This morning Aaron started work on preparing the stairs and landing for redecoration.
Later, Jackie drove Becky, Ian and me to Molly’s Den.
Becky, who has been undertaking extensive and detailed market research since applying for places for a father and daughter team on ‘Bargain Hunt’, the TV antiques competition programme, had not yet visited our local emporium. We came to see this trip as a training exercise. Contestants have one hour in which to make three purchases which are then sold at auction.
We have experienced enough rain in the last 72 hours to make parts of the Christchurch/Lymington Road resemble a lake. Molly’s Den suffered considerable leakage through the vast warehouse roof. The staff had spent two and a half hours mopping up the water.
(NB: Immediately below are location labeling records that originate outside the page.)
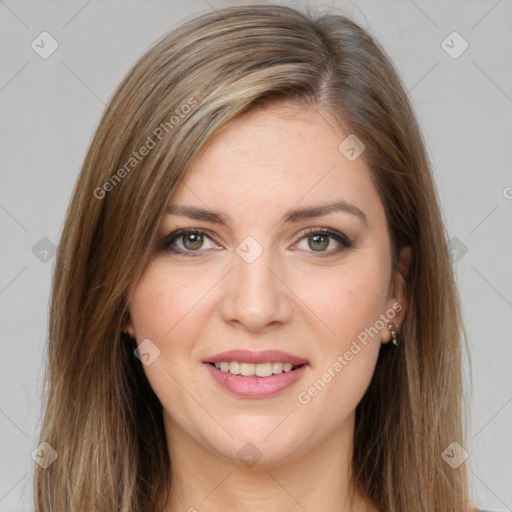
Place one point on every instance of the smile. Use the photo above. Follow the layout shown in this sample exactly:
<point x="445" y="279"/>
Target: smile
<point x="251" y="369"/>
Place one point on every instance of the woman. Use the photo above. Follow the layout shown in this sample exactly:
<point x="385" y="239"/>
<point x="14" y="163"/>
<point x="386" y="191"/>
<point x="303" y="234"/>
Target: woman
<point x="253" y="303"/>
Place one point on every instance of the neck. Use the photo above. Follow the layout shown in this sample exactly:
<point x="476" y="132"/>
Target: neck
<point x="206" y="481"/>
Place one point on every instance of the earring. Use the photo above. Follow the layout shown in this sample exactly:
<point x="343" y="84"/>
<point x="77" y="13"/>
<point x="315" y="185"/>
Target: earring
<point x="395" y="331"/>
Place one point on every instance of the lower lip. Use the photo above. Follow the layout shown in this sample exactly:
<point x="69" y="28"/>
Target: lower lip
<point x="256" y="387"/>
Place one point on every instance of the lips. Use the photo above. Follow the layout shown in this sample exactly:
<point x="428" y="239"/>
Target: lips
<point x="256" y="387"/>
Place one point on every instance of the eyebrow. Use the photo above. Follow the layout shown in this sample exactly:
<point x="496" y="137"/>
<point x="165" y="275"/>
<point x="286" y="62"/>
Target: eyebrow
<point x="291" y="216"/>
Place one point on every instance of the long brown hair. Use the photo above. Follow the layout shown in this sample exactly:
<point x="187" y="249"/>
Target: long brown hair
<point x="101" y="415"/>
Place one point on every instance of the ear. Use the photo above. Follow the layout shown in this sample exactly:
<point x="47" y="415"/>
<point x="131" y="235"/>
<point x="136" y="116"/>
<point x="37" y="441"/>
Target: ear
<point x="398" y="303"/>
<point x="128" y="326"/>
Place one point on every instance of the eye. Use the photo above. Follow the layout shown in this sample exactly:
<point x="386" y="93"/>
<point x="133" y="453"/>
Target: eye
<point x="192" y="242"/>
<point x="187" y="241"/>
<point x="323" y="240"/>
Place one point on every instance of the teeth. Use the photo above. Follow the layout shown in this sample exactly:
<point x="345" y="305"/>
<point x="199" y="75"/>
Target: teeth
<point x="251" y="369"/>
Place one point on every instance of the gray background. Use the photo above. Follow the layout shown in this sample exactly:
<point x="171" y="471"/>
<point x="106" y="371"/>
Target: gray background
<point x="50" y="108"/>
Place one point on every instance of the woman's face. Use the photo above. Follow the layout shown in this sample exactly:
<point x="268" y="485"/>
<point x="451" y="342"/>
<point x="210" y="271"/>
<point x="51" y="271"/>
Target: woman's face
<point x="268" y="267"/>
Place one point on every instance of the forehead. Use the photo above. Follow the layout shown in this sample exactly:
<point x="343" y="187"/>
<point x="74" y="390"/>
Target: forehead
<point x="272" y="159"/>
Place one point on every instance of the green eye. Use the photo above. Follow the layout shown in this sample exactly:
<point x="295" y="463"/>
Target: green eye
<point x="192" y="241"/>
<point x="318" y="242"/>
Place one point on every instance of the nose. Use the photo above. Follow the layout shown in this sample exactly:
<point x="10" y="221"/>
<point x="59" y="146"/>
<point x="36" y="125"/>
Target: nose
<point x="256" y="296"/>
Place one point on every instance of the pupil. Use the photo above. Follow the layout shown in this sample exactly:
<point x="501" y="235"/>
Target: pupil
<point x="195" y="241"/>
<point x="324" y="242"/>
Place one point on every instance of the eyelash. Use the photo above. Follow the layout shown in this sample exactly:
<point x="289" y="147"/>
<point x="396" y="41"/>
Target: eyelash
<point x="342" y="239"/>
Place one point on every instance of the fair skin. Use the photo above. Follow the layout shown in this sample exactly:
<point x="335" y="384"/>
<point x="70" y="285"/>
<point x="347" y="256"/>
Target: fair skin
<point x="301" y="295"/>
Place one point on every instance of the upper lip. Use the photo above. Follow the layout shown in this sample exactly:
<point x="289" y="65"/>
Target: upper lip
<point x="247" y="356"/>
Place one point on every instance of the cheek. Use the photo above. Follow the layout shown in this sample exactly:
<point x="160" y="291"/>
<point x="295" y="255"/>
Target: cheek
<point x="346" y="300"/>
<point x="166" y="301"/>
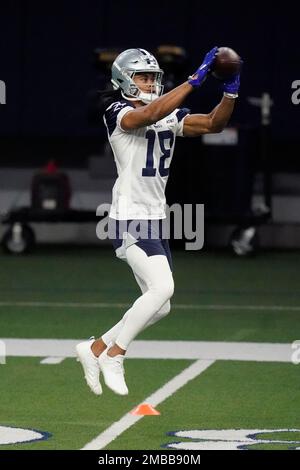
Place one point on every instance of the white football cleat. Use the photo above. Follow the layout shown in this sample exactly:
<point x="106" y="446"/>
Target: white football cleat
<point x="113" y="372"/>
<point x="90" y="365"/>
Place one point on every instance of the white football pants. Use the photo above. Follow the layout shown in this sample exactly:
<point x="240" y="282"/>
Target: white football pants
<point x="154" y="276"/>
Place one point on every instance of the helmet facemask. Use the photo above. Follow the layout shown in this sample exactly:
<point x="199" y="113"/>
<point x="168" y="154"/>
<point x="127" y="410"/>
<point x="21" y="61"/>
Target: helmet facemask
<point x="135" y="93"/>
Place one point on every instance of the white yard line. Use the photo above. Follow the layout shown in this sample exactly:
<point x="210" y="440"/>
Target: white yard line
<point x="293" y="308"/>
<point x="192" y="350"/>
<point x="52" y="360"/>
<point x="128" y="420"/>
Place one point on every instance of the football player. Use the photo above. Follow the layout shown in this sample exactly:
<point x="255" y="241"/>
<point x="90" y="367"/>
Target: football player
<point x="142" y="126"/>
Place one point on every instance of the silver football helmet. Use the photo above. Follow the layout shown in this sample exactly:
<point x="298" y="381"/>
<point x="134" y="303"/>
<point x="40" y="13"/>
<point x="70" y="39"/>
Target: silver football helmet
<point x="126" y="65"/>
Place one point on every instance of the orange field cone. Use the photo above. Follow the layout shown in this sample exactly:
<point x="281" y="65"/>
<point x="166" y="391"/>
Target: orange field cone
<point x="145" y="409"/>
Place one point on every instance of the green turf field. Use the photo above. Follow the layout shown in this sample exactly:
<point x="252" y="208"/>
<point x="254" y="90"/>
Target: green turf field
<point x="70" y="293"/>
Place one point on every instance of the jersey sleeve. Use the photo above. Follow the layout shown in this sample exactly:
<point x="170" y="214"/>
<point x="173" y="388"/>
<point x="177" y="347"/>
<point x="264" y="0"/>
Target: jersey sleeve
<point x="180" y="115"/>
<point x="114" y="114"/>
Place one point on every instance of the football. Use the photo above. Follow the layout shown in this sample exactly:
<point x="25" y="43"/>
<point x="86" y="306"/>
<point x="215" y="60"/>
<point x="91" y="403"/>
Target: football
<point x="226" y="63"/>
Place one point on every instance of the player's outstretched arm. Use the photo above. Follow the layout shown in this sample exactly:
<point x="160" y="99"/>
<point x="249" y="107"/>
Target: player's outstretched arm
<point x="217" y="119"/>
<point x="164" y="105"/>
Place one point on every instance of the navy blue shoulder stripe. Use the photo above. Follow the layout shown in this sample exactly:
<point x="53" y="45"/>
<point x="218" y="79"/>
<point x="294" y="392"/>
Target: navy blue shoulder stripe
<point x="181" y="113"/>
<point x="112" y="112"/>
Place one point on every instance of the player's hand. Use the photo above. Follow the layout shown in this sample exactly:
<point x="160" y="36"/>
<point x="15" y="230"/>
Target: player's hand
<point x="200" y="75"/>
<point x="232" y="85"/>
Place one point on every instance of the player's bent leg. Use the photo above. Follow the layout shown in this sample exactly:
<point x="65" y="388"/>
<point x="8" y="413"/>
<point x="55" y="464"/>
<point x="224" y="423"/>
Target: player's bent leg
<point x="155" y="271"/>
<point x="90" y="365"/>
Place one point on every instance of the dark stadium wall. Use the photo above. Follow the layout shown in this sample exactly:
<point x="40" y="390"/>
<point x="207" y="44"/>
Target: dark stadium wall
<point x="46" y="52"/>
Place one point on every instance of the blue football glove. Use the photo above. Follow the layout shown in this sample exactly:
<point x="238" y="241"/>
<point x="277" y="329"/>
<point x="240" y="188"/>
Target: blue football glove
<point x="232" y="85"/>
<point x="201" y="73"/>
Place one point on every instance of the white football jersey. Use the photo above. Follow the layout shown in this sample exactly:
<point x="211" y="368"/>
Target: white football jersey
<point x="143" y="157"/>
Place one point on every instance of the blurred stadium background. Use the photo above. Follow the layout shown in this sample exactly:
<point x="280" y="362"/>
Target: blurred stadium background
<point x="56" y="168"/>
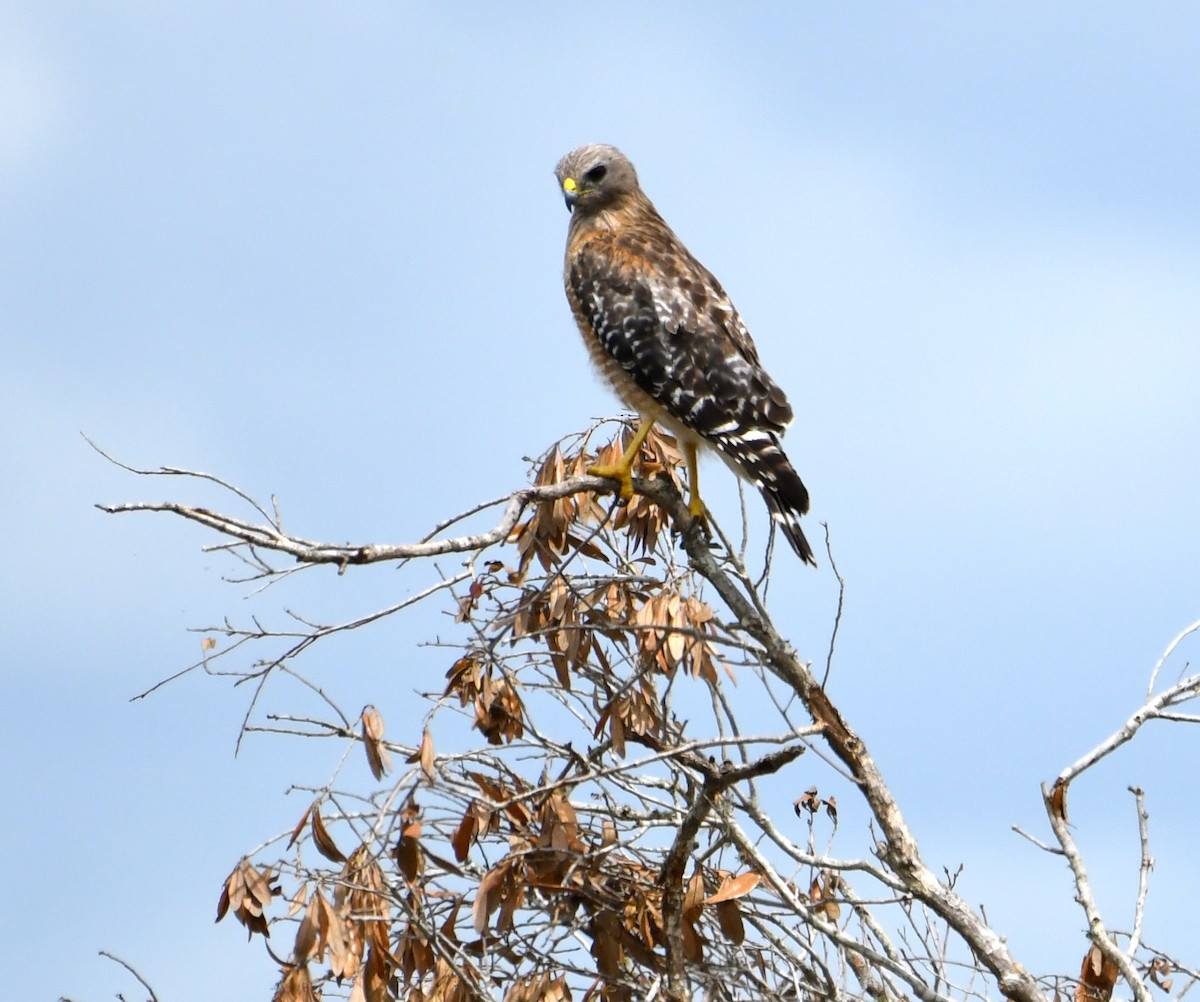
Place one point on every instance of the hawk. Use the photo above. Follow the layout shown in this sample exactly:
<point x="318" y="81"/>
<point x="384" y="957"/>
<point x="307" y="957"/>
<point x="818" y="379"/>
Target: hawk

Most of the items for sale had been rescued, although the odd raindrops lingered.
We managed to cover all areas in our allotted hour, but did not make the required number of purchases. I bought Jackie an owl, and Ian bought Becky a brooch.
The presentations took place in Molly’s Pantry. When the two ladies received their brunches before Ian and me, they resolved my dilemma about being unable to photograph all the meals together by hamming up repetitions of their earlier delight.
Ian and I struggled through the plentiful all day brunches of excellent quality. The chef came to our table and apologised that he had run out of vine tomatoes. He needn’t have worried. The first-rate standard of the sausages, bacon, black pudding, baked beans, mushrooms, wedges of buttered toast, and perfectly fried eggs more than made up for it.
Jackie bought another two owls.
On our drive home we were reminded that every cloud has a silver lining. The rain had desisted and the sky was turning blue.
Close perusal of the pictures of Molly’s Pantry fare will render it unsurprising that neither Ian nor I required an evening meal, and a few samosas sufficed for the women.